A "disaster of gigantic proportions" may impend, the New York Times calmly reports. So is the chocolate industry worried?

The Chocolate Manufacturers Association of the United States betrays no overt apprehension. It has a more positive spin on the great chocolate scare.

"We want people to know that chocolate will be available," says spokeswoman Susan Snyder-Smith. "What we're trying to do is to make sure sustainable cocoa crops will keep pace with demand."

The problem, it seems, has to do with the current method of growing cacao trees - in vast, unshaded plantations where big trees once grew. It isn't efficient. It encourages destructive fungi and attracts aggressors. A new industry strategy is to grow more cacao trees on smaller, shaded farms.

This pleases conservationists; the rain forest gets breathing space; the chocolate tastes better.

Snyder-Smith's association represents nine of this country's major chocolate producers, including Hershey's and Mars. U.S. chocolate is big business: It employs upward of 50,000 people and generates about $13 billion a year in sales. Chocolate consumption in the United States, Snyder-Smith says, has grown 30 to 40 percent in the past decade.

Albert Kirchmayr's experience reflects that increase, and more. Kirchmayr makes fine chocolates in a small establishment on Baltimore's North Charles Street. He's been at it for 11 years.

"We have grown about 15 to 18 percent a year in our retail business," he reports.

"In the beginning we had more of the richer clientele," Kirchmayr says. "Now it seems just your Joe Blow, your average person, is buying chocolate from us."

A cadre of chocolate connoisseurs has emerged.
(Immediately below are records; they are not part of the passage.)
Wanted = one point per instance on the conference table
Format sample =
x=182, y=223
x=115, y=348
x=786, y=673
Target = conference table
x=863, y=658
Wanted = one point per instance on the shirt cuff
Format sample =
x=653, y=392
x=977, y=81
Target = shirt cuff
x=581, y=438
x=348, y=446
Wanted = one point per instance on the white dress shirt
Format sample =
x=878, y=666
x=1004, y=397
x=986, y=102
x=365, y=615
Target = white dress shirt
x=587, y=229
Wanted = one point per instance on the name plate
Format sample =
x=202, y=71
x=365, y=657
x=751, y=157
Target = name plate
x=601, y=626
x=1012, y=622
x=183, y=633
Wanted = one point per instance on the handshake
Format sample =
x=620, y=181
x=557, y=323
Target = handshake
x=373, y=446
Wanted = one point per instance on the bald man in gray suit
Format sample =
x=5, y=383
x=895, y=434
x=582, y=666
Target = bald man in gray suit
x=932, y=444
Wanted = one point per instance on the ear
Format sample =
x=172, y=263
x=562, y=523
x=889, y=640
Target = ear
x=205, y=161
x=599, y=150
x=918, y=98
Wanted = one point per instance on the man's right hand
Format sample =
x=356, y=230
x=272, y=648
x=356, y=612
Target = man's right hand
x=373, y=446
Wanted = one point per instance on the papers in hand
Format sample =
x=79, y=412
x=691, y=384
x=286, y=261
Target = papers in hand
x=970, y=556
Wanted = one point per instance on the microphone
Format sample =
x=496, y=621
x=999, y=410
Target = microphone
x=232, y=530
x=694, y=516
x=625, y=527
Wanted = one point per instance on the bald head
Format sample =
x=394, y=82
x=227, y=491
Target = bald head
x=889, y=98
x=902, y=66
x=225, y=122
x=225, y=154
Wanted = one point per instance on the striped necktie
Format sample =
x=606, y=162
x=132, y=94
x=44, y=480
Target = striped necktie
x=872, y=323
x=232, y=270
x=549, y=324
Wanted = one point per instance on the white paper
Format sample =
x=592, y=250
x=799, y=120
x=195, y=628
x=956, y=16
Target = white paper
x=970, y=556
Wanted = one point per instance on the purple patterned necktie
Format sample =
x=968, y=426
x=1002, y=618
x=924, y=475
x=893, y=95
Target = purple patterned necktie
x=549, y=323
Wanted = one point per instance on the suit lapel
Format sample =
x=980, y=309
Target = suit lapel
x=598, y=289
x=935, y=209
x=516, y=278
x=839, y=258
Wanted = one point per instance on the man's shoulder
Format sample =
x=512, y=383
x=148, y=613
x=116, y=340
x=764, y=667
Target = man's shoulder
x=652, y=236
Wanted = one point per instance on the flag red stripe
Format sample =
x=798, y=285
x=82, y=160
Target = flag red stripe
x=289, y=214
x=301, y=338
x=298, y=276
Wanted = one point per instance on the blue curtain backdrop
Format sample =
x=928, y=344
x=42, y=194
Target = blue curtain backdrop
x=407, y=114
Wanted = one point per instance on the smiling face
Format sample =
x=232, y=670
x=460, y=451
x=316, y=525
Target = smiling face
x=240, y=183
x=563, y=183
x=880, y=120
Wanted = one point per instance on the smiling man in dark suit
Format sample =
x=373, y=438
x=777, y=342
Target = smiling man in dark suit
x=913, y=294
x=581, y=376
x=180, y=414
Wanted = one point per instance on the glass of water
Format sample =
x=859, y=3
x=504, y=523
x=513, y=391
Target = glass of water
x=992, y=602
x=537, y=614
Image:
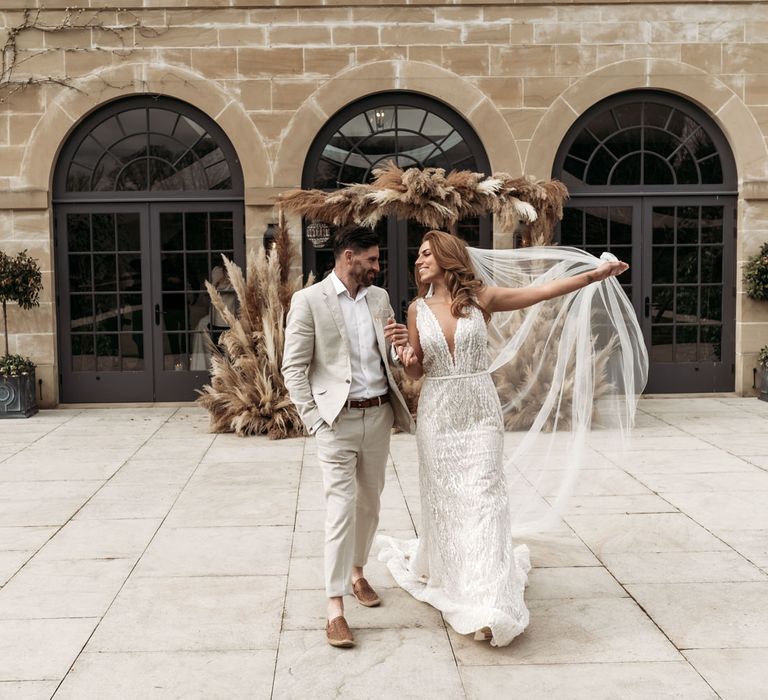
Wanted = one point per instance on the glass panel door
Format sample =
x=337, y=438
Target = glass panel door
x=689, y=294
x=105, y=343
x=188, y=243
Chocolate seems to be going through the same evolution as coffee in recent years. Coffee enthusiasts - snobs to some - buy and brew their own beans, or pay $3 and more for lattes and such.
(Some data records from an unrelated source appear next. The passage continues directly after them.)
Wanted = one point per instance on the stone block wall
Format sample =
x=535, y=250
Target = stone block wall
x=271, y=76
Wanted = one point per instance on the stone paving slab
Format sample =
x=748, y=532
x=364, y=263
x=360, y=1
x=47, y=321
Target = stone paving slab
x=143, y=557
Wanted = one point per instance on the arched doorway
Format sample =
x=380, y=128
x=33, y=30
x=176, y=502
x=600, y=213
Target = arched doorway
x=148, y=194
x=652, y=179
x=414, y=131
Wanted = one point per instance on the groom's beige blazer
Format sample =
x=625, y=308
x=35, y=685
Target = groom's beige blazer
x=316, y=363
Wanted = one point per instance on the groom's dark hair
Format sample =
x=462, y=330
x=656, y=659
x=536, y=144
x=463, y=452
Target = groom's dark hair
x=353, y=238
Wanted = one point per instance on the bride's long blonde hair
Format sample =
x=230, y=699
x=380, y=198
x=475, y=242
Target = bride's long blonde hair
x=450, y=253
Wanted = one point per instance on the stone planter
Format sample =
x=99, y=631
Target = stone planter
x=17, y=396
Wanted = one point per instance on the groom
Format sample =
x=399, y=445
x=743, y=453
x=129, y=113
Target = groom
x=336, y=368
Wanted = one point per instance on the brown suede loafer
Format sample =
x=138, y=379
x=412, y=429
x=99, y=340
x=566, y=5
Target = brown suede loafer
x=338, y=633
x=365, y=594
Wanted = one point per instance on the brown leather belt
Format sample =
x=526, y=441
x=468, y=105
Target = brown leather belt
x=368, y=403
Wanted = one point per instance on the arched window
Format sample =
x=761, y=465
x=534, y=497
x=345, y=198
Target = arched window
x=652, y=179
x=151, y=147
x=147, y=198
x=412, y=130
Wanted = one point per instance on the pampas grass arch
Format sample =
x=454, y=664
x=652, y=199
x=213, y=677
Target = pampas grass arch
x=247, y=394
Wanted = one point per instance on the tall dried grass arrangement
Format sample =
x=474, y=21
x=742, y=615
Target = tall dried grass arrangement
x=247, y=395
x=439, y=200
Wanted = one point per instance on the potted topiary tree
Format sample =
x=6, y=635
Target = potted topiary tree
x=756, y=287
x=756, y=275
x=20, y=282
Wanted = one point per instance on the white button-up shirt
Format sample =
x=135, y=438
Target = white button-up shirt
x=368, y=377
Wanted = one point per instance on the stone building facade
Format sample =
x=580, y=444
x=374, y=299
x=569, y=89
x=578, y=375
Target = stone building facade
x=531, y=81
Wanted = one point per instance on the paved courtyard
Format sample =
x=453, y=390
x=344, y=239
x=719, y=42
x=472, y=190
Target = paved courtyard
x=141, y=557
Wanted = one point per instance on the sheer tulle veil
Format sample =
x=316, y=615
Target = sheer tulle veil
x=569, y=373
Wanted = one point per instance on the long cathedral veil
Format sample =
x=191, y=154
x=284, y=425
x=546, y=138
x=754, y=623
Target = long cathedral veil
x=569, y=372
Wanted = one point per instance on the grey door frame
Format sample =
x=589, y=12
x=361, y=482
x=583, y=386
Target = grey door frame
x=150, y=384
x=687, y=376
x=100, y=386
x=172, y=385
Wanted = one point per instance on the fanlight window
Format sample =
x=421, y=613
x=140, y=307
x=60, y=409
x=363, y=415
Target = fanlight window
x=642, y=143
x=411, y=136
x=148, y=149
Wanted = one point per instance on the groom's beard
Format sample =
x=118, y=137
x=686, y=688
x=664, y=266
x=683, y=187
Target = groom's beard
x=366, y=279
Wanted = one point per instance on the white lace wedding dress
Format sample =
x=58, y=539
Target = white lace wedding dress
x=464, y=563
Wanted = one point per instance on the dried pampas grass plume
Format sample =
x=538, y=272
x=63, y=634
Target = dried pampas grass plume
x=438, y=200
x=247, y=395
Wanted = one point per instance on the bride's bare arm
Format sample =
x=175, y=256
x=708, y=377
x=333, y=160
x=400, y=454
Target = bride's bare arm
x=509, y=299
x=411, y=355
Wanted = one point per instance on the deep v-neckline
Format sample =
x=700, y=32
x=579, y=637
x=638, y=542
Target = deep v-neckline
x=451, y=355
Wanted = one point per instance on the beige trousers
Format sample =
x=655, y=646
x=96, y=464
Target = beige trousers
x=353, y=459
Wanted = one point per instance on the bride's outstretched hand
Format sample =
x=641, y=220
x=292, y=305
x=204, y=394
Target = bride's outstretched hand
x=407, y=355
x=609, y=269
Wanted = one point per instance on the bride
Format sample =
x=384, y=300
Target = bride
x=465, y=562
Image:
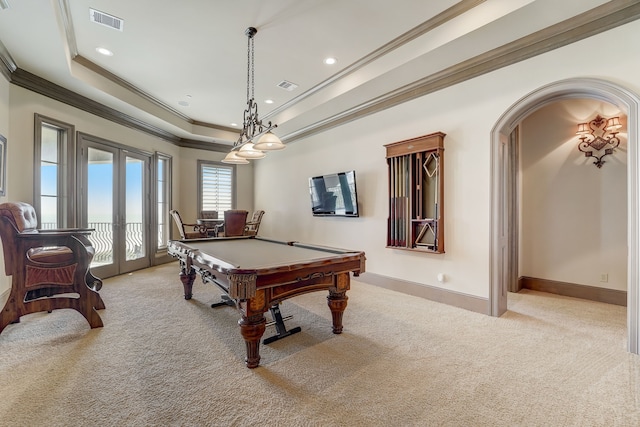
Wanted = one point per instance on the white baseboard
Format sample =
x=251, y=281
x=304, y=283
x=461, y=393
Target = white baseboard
x=456, y=299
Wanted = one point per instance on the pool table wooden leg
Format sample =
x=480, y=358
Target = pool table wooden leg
x=187, y=277
x=337, y=302
x=337, y=299
x=252, y=329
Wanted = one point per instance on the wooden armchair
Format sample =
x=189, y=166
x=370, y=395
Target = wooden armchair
x=252, y=226
x=234, y=222
x=49, y=268
x=209, y=214
x=199, y=231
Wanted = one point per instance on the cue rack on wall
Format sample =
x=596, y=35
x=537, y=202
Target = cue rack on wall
x=416, y=189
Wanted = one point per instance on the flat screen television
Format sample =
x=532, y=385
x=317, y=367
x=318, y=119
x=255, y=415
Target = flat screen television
x=334, y=194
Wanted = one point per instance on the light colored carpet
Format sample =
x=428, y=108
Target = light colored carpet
x=402, y=361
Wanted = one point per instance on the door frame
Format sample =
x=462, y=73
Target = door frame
x=119, y=266
x=502, y=217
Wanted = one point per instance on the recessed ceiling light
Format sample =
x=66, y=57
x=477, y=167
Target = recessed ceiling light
x=104, y=51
For chocolate snobs, the old Whitman's Sampler just won't do. In some places, such as New York, certain irritating people demand ever more bitter chocolate, ever higher cocoa levels. The blue-collar Daily News recently ran a list of restaurants and shops where only the finest chocolate is sold.

Albert Kirchmayr buys his chocolate in Europe, from a German company named Lubeca. It and others, like France's Valrhona (reputedly producer of the world's finest chocolate) process the cocoa beans, brought from places like Ghana, Nigeria and Brazil.

He uses about a ton of this stuff each month in the winter - chocolate's high season. And though his costs have fluctuated over the years, they've not gone up much, he says. A recent call to his supplier produced no hint of alarm about a coming chocolate doomsday.

Kirchmayr compares chocolate to another product of which he is fond: beer.

American chocolate companies, he says, produce only for the mass market. "It's exactly like the beer," he says. "Americans have the capability to produce great beers, but they don't."

Why? It's easier and more profitable to sell a large quantity of average-quality beer than to market a smaller, more expensive, high-quality beer.

So what does Kirchmayr think keeps him in business?

Simple, he says: the addictive quality of fine chocolate.

"Once people get accustomed to better chocolates, they can't leave off. Once you get used to import beer, are you going back to Budweiser?"